Pedro Solbes ha sido barrido de su escaño. Tal vez en consecuencia de la premonición algunas veces manifestada en esta misma columna, y como resultado de las precisas apreciaciones con las que le alimenta el impertinente catalejo. En distintos momentos de la historia reciente “ha visto” la conveniencia de que una limpiadora del servicio de mantenimiento del Congreso retire, también, con los papeles y desechos al término de cada sesión, a los perezosos diputados cuya labor más ordinaria es la de ver como se destruye España; ante sus narices, y mientras permanecen somnolientos de brazos cruzados, ensimismados -eso sí-, en la mensual espera de sus emolumentos y bagatelas.
En apariencia, y de cara a la galería, Solbes ha dimitido como parte de la caída en desgracia de las ex “manos derechas” de ZP que tan buenos servicios le han prestado en esa misma e innoble tarea. Es un hombre que desde que terminó la licenciatura de Económicas, y aprobada una oposición de funcionario, ha vivido de poltrona en poltrona y con coche oficial que, tan sólo, cambió de matrícula cuando sus sectarios enchufes le aposentaron en la burocracia europea de la Unión.
A Solbes no le ha echado ZP, ni mucho menos Rajoy o Pizarro. Se ha desmoronado del mismo modo que cayó hecho añicos el “muro de Berlín”, por estar construido para servir de contención a un régimen totalitario que ignoraba la condición de la naturaleza humana. El pueblo, bajo el aspecto de una modesta limpiadora, lo ha sacudido de su letargo y de un escobazo le ha barrido del Congreso. Nunca sirvió a España, sino a sus intereses y a los de quienes le mandaban, pidieran lo que pidiesen. Con González dejó el país financieramente tiritando, y en su última y detestable “misión”, lo ha situado al final de la cola del resto de países europeos. Claro, que de todo se sale, y, con optimismo la gente espera, hipotecada hasta las cejas, que alguien le suceda para arreglar sus desaguisados.

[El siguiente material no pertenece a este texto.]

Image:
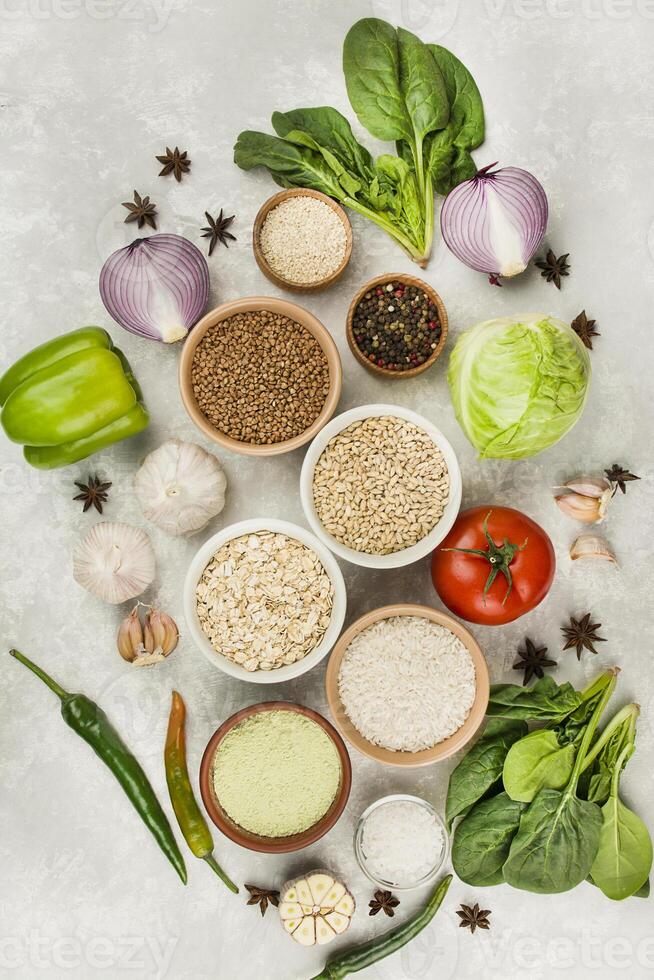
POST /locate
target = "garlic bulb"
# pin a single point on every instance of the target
(150, 643)
(315, 909)
(180, 487)
(114, 561)
(591, 545)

Los puntapiés pueden ser reales, como hicieron el caballo del General Pavía en su momento o el denostado “dieciocho de julio del treinta y seís”, o virtuales; algo así como si esta vez Internet le hubiera movido el sillón. De un modo u otro, se está viviendo el desmoronamiento del sistema al que con tanto provecho ha servido. Jordi Sevilla y Cesar A. Molina, son solamente “tochos” precursores, como él, del desmoronamiento general. Catalejo en mano es fácil distinguir el resquebrajamiento del sistema que se apoderó de la modélica y pacífica Transición emprendida por los españoles.

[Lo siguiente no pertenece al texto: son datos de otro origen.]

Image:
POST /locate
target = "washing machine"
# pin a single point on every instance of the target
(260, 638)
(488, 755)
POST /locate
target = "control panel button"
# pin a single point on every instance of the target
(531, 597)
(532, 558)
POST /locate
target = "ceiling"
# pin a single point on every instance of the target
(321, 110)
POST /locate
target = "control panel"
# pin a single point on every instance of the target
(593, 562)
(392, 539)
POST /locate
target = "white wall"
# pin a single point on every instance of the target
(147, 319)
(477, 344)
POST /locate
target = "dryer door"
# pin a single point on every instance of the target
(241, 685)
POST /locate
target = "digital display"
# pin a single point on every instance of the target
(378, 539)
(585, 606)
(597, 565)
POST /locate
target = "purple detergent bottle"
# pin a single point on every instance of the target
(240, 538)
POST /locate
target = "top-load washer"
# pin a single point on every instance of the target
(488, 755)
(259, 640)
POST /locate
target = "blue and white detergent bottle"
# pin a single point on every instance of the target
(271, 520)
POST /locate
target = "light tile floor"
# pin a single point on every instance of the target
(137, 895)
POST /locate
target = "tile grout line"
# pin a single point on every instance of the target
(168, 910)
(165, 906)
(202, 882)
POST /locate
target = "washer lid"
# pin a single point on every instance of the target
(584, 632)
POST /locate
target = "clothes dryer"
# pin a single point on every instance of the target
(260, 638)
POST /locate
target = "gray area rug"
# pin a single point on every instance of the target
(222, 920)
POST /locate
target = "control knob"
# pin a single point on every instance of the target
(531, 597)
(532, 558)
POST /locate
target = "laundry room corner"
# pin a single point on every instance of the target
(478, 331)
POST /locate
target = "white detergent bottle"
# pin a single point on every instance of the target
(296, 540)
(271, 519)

Desde el Monarca soportando sugerencias, humillaciones y “tuteos”, y rodeado de una familia que no parece sino que estuviera “liando el petate”, hasta el Presidente del Gobierno cuyo mayor afán se sitúa en abrir grietas entre los españoles además de dejar el Estado en lo que se llama, lisamente, la “ruina caracolera”, junto a la descomposición de instituciones capitales de la nación. Entre todos ofrecen el aspecto de una construcción de siglos que cruje por todas partes bajo su formato actual.

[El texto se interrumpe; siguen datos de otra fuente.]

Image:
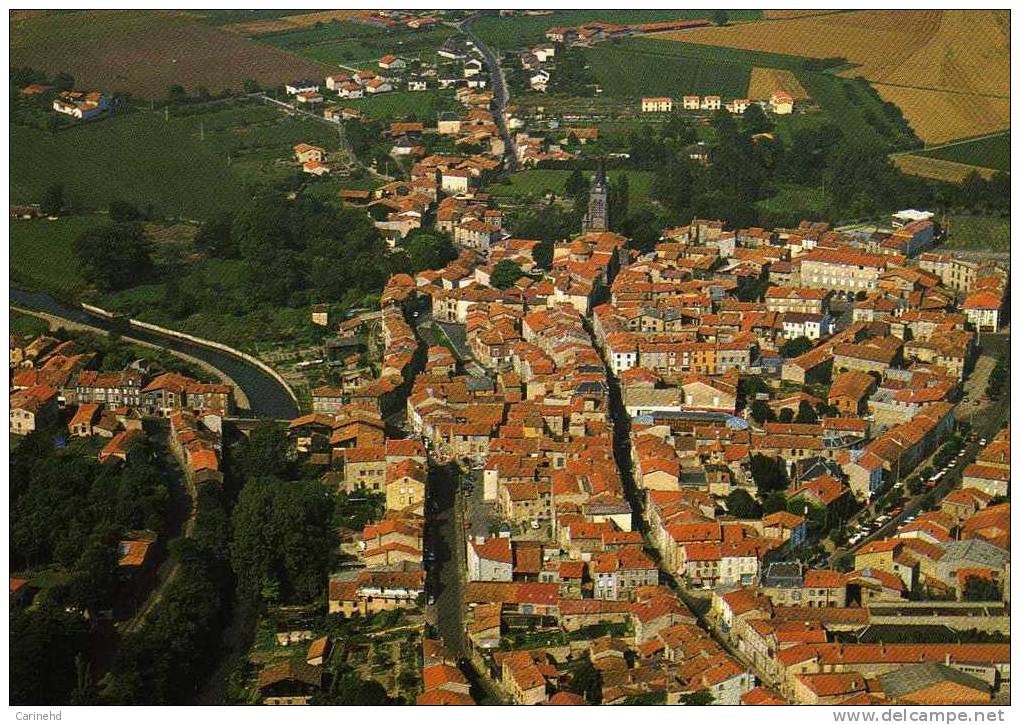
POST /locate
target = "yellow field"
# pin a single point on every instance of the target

El “descanse en paz” de Solbes resulta llamativo, como si su desaparición significara que el seismo -o “sismo” que dicen los acostumbrados mexicanos-, estuviera ya encima y no necesitase más de pesimistas vaticinios. Lo que no está bien construido se suele derrumbar “solito”. Tal vez estos primeros en “ahuecar” resulten luego los más avispados, los que han percibido llegar el gran “tsunami”, como las reses y otros animales domésticos, que en el último y más sonado, sin ver ni oír, todavía, la aterradora ola, salieron corriendo hacia el interior en busca de niveles más altos y seguros que los del borde del mar para refugiarse.